To verify that thresholding the transition matrix does not alter biological findings, we compared fate probabilities derived from the original and the thresholded transition matrix on a dataset of MEF reprogramming¹⁵. For each terminal state, we computed the Pearson correlation between fate probabilities estimated by each approach (Extended Data Fig. 6d).

Estimating cellular fate from time-resolved single-cell RNA sequencing data

Traditional single-cell sequencing protocols include cell lysis and are, thus, destructive by nature. Consequently, the transcriptome can only be measured once, resulting in snapshot data. Recently, metabolic-labeling approaches have been extended to single-cell resolution, providing an opportunity to overcome this challenge by measuring newly synthesized mRNA in a given time window⁸⁰. To label transcripts, current protocols rely on the nucleoside analogs 4-thiouridine (4sU; scSLAM-seq¹², sci-fate¹⁰, NASC-seq⁸¹, scNT-seq¹¹, Well-TEMP-seq⁸² and others⁸³) or 5-ethynyl-uridine (5EU; scEU-seq⁹, spinDrop⁶⁵, TEMPOmap¹³ and others⁶⁶).

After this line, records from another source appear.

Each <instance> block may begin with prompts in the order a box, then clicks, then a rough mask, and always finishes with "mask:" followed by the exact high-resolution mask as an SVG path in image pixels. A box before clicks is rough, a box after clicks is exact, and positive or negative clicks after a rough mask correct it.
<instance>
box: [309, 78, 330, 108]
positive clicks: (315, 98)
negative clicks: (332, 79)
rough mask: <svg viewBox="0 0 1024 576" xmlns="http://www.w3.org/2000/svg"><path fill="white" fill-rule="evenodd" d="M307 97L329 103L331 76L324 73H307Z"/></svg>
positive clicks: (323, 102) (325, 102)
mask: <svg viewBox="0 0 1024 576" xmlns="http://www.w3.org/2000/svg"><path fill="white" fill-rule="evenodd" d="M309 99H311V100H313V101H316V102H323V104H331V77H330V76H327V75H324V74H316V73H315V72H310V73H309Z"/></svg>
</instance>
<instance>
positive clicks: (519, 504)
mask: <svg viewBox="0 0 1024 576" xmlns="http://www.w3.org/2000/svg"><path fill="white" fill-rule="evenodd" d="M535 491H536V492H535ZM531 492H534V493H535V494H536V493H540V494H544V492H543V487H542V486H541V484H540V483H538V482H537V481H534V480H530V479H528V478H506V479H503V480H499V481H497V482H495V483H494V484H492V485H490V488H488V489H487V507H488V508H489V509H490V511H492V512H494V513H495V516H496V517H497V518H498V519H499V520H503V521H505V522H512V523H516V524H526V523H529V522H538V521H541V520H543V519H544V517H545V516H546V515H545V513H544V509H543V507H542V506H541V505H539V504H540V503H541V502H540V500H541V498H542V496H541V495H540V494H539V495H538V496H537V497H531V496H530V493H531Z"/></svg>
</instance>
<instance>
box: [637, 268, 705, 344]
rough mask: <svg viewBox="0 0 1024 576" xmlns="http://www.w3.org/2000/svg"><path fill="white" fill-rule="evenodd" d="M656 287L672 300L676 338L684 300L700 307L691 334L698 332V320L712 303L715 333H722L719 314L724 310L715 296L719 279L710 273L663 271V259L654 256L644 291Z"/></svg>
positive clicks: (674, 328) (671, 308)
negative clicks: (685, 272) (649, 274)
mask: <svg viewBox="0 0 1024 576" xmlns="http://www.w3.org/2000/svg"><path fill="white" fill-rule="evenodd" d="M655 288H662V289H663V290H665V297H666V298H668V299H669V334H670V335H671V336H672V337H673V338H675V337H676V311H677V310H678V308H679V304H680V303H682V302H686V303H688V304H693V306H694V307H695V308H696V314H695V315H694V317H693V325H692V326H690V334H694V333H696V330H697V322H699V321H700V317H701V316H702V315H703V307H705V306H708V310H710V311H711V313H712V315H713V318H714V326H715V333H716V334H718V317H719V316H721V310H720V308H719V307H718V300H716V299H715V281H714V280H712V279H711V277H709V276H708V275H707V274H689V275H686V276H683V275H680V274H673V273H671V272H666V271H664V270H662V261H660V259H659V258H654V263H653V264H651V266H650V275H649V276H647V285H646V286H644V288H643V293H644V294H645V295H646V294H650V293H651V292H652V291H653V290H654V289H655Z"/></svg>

Our study considers two types of labeling experiments: pulse and chase⁹. Pulse experiments consist of labeling n cell cultures, starting at times t_j, j ∈ {1, …, n}. Conversely, in chase experiments, cells are exposed to nucleoside analogs for long enough (for example, more than 24 h), resulting in only labeled transcripts. Following, these labeled transcripts are washed out, starting at times t_j. Similar to the pulse experiment, chase experiments include, in general, washing out at n different times. Finally, in both types of experiments, all cells are sequenced at a time t_f, naturally defining the labeling time (or duration) by ${\tau }_{l}^{(j\,)}={t}_{f}-{t}_{j}$.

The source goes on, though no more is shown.